A farce is always a popular choice for a local amateur production and Cooney and Chapman farces are among the best.
Clitheroe Parish Operatic and Dramatic Society chose one of the best known of these “Move over, Mrs Markham” for their performances at St Mary’s Centre from October 19th to 22nd.
The key elements of farce are pace and timing and I’m glad to say that these were really well covered in this production. Director, Wendy Watson, made sure that the pace was well-maintained throughout and the timing of the entrances and exits was perfection. The actors, without exception, gave performances that were strong in characterisation and contributed to the building momentum of the narrative.

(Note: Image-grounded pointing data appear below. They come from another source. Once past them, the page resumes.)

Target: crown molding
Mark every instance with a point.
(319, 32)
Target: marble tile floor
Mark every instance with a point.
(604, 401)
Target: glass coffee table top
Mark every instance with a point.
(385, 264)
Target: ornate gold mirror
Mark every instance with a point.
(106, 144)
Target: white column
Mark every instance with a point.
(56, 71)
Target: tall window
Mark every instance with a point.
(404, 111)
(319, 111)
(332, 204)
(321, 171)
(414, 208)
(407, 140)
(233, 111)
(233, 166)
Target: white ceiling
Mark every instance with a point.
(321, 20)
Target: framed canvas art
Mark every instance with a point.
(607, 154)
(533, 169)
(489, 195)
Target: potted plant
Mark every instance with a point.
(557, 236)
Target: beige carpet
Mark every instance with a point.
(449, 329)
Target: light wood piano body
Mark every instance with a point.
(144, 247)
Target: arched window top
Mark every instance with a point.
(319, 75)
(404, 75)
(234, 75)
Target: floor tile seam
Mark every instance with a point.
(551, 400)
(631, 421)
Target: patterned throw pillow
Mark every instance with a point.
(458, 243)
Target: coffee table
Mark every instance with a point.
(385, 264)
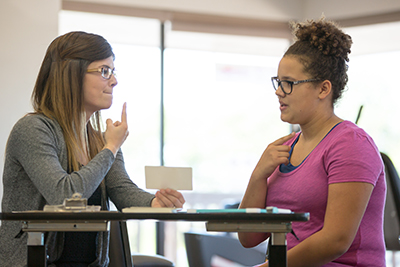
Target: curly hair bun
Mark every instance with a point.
(324, 35)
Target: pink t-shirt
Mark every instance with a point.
(346, 154)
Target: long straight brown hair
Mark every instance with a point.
(58, 92)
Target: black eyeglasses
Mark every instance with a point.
(287, 86)
(106, 72)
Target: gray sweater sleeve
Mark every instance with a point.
(36, 146)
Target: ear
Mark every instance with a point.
(325, 89)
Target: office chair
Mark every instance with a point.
(392, 206)
(201, 248)
(120, 252)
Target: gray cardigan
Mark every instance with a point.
(35, 174)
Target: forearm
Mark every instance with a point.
(319, 249)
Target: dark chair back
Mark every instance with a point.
(119, 250)
(392, 205)
(200, 249)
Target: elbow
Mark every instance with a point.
(340, 246)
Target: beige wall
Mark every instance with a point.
(27, 27)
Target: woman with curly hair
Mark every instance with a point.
(60, 149)
(331, 168)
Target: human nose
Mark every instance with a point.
(279, 91)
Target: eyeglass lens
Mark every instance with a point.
(106, 72)
(285, 86)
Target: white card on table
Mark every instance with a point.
(161, 177)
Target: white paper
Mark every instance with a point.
(161, 177)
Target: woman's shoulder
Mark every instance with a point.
(348, 130)
(347, 135)
(32, 119)
(32, 123)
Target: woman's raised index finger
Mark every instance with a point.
(123, 115)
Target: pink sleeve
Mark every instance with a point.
(353, 158)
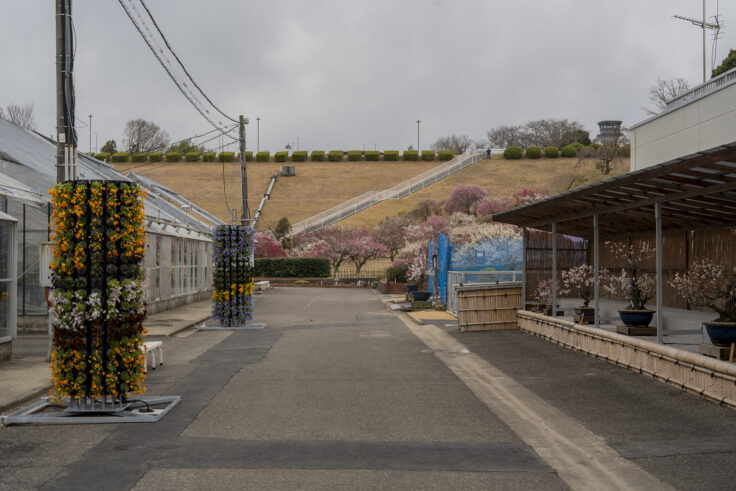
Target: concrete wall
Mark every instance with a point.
(700, 125)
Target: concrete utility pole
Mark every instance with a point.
(66, 146)
(243, 172)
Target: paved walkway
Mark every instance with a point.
(338, 392)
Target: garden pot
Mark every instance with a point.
(587, 313)
(421, 296)
(636, 318)
(721, 333)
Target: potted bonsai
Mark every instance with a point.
(706, 285)
(578, 281)
(636, 287)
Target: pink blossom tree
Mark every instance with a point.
(267, 246)
(463, 198)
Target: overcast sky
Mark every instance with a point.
(341, 74)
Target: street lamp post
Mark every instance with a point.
(418, 121)
(258, 134)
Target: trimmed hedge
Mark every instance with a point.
(446, 154)
(391, 155)
(534, 152)
(226, 157)
(513, 153)
(551, 152)
(292, 267)
(569, 151)
(411, 155)
(121, 156)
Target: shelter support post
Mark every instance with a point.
(596, 267)
(523, 267)
(554, 269)
(660, 285)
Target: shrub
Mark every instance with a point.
(292, 267)
(299, 156)
(513, 153)
(411, 155)
(569, 151)
(534, 153)
(446, 154)
(551, 152)
(392, 155)
(226, 157)
(120, 156)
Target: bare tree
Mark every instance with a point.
(144, 136)
(22, 116)
(457, 143)
(505, 136)
(663, 91)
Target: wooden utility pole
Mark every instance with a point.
(243, 172)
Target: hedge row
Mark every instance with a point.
(292, 267)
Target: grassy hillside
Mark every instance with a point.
(321, 185)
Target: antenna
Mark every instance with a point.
(704, 24)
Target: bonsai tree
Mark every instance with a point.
(706, 285)
(637, 288)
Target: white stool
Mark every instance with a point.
(153, 348)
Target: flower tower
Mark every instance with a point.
(233, 275)
(97, 298)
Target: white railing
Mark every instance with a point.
(703, 89)
(401, 190)
(468, 277)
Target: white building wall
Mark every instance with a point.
(705, 123)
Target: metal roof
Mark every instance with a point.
(697, 191)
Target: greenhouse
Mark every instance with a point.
(178, 244)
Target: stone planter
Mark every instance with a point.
(721, 333)
(636, 318)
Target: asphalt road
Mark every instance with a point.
(337, 392)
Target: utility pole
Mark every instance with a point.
(243, 172)
(704, 24)
(66, 139)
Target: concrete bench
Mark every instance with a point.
(156, 350)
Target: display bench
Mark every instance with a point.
(8, 290)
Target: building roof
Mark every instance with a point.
(697, 191)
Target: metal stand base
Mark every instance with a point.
(46, 412)
(216, 326)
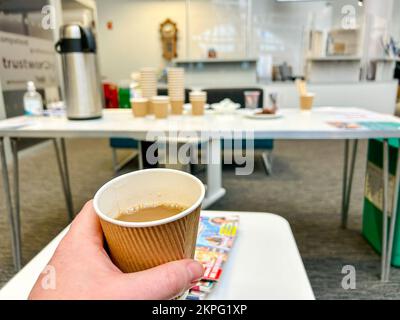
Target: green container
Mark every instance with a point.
(372, 213)
(124, 98)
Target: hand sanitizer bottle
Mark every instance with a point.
(33, 103)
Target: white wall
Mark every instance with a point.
(274, 28)
(134, 42)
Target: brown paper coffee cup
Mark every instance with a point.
(176, 107)
(150, 107)
(139, 106)
(198, 100)
(160, 106)
(136, 246)
(306, 102)
(197, 107)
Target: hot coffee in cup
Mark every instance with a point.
(146, 221)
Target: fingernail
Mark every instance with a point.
(195, 270)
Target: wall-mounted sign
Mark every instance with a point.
(169, 36)
(24, 58)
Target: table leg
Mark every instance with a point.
(64, 174)
(348, 179)
(214, 173)
(385, 177)
(140, 159)
(393, 218)
(14, 221)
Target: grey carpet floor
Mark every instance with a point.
(305, 188)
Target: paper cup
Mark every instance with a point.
(160, 105)
(139, 106)
(198, 100)
(137, 246)
(306, 102)
(177, 107)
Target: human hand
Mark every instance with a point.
(83, 269)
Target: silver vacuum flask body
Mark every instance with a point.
(83, 92)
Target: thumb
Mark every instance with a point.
(162, 282)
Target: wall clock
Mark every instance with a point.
(169, 32)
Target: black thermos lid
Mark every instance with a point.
(75, 38)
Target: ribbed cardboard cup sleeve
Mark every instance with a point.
(135, 249)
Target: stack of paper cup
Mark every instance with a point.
(148, 83)
(139, 106)
(161, 106)
(198, 100)
(176, 89)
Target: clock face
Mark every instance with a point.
(168, 30)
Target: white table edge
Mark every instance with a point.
(40, 260)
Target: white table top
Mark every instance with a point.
(120, 123)
(264, 263)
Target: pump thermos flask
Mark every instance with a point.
(83, 93)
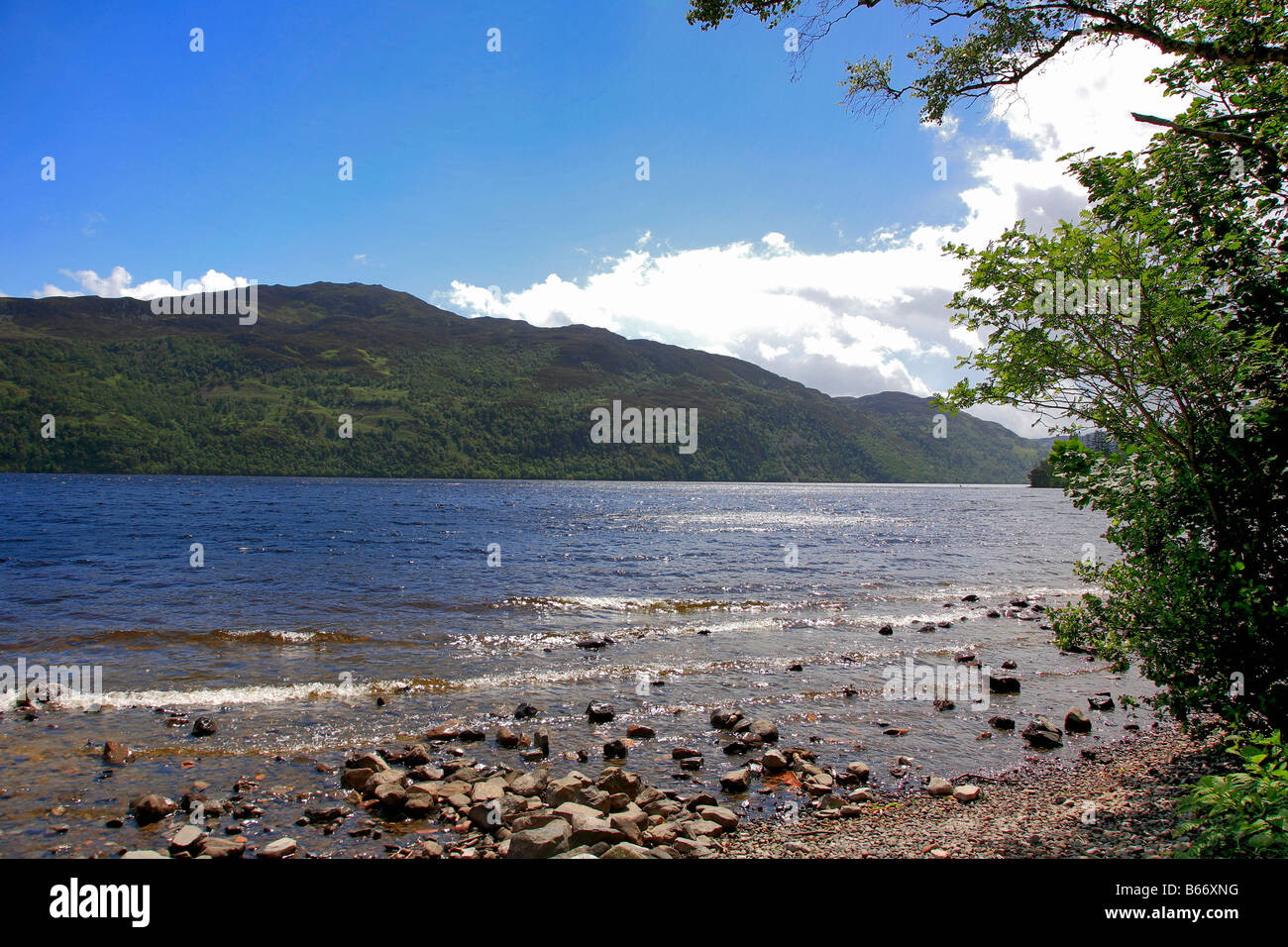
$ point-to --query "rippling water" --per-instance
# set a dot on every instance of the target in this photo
(316, 596)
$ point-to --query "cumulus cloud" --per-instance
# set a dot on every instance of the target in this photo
(871, 318)
(119, 283)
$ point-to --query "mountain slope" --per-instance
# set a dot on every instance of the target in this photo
(432, 394)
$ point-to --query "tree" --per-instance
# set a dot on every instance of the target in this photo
(1157, 317)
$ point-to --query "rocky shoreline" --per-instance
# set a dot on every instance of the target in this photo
(434, 799)
(1115, 801)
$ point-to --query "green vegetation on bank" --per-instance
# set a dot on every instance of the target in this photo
(432, 394)
(1172, 342)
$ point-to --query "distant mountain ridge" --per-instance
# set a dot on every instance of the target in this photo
(432, 393)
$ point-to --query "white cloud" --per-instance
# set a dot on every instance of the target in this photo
(119, 283)
(872, 318)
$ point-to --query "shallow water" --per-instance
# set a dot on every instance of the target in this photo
(316, 596)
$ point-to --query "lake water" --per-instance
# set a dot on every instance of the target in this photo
(317, 596)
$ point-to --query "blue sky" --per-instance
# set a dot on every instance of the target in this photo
(476, 169)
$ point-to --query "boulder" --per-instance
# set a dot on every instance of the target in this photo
(218, 847)
(1042, 735)
(544, 841)
(1004, 684)
(151, 808)
(735, 781)
(1077, 722)
(278, 848)
(626, 849)
(774, 762)
(117, 754)
(725, 718)
(855, 772)
(185, 838)
(204, 727)
(763, 731)
(939, 787)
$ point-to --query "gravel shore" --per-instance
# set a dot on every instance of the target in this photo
(1119, 802)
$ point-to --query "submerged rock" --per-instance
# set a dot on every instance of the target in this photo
(1077, 722)
(1042, 735)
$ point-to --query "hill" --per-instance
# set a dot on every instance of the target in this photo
(432, 394)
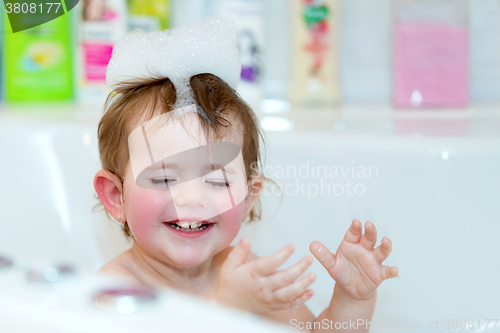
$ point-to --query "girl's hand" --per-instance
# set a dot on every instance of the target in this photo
(357, 266)
(257, 287)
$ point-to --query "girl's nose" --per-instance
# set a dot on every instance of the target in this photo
(191, 193)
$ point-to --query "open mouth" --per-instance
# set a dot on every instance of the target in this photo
(189, 227)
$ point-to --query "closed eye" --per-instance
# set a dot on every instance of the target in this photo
(220, 184)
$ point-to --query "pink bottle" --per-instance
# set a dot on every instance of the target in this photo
(431, 53)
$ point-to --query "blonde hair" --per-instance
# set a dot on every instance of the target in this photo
(149, 97)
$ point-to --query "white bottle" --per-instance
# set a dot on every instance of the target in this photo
(103, 22)
(249, 18)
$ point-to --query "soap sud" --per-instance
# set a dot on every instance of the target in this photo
(206, 46)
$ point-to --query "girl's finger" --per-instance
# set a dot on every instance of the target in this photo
(383, 250)
(302, 298)
(369, 239)
(286, 277)
(267, 265)
(388, 272)
(354, 232)
(324, 256)
(290, 293)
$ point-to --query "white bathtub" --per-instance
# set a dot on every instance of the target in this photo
(434, 190)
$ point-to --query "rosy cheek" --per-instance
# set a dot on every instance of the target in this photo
(146, 207)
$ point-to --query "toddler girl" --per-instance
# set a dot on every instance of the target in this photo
(181, 172)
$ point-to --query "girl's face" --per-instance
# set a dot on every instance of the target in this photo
(173, 179)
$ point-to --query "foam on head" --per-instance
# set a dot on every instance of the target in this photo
(206, 46)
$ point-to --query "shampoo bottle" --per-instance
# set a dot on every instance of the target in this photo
(103, 23)
(431, 53)
(248, 16)
(148, 15)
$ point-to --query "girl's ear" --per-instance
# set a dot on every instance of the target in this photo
(109, 190)
(255, 185)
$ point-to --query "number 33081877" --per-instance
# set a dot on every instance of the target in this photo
(31, 7)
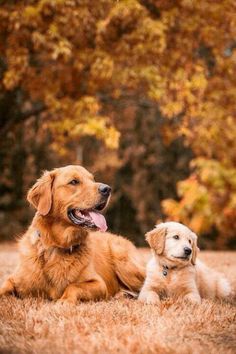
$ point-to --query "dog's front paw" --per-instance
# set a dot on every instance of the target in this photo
(149, 297)
(193, 298)
(66, 301)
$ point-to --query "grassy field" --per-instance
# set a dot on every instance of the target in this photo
(120, 325)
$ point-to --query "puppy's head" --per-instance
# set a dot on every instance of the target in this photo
(174, 241)
(71, 194)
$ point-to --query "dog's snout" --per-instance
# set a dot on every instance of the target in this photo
(104, 189)
(187, 251)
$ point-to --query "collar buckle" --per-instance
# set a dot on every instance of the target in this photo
(165, 270)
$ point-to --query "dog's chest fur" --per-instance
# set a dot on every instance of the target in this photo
(174, 282)
(60, 269)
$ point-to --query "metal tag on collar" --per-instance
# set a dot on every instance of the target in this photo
(165, 271)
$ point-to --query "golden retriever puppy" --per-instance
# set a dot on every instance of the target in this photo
(174, 270)
(66, 253)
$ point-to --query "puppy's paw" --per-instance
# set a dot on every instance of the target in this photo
(149, 297)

Brian and Lesley Haworth played the couple, Philip and Joanna Markham, whose flat became the intended “love nest” for the amorous exploits of various friends and acquaintances. Their performances, always sparkling and with great comic timing, held the play together and advanced the narrative effectively. Kelly Steed, as Joanna’s friend Linda, was, as always, a joy to watch and her attempts to “get together” with her intended extra–marital dalliance were well-portrayed. Her husband, played by Peter Lambert, was trying to meet up with a telephonist and his lascivious nature was brought out well. The interior designer, Alistair Spenlow, played by Damian Marsh, the master of the facial expression, was aiming to spend the night with the au-pair, Sylvie, played with a very convincing accent by Georgina Smith. The smaller roles of Walter Pangbourne and Miss Wilkinson were played by Trevor Lord and Jenny Spurrett and both did well at being drunk and naked respectively! Into this chaos came Olive Harriet Smythe, a strait-laced dog lover, whose publishing contract is sought after by Markham and Lodge. This was a strong performance by Geralyn Lambert, dominating the last section of the play.
The set was effective, providing all the necessary entrances and exits and also showing the doubtful décor introduced by the interior designer. The play itself was perhaps slightly dated and not always “PC” but the company did a really good job in ensuring that it was never offensive and made for a very entertaining evening.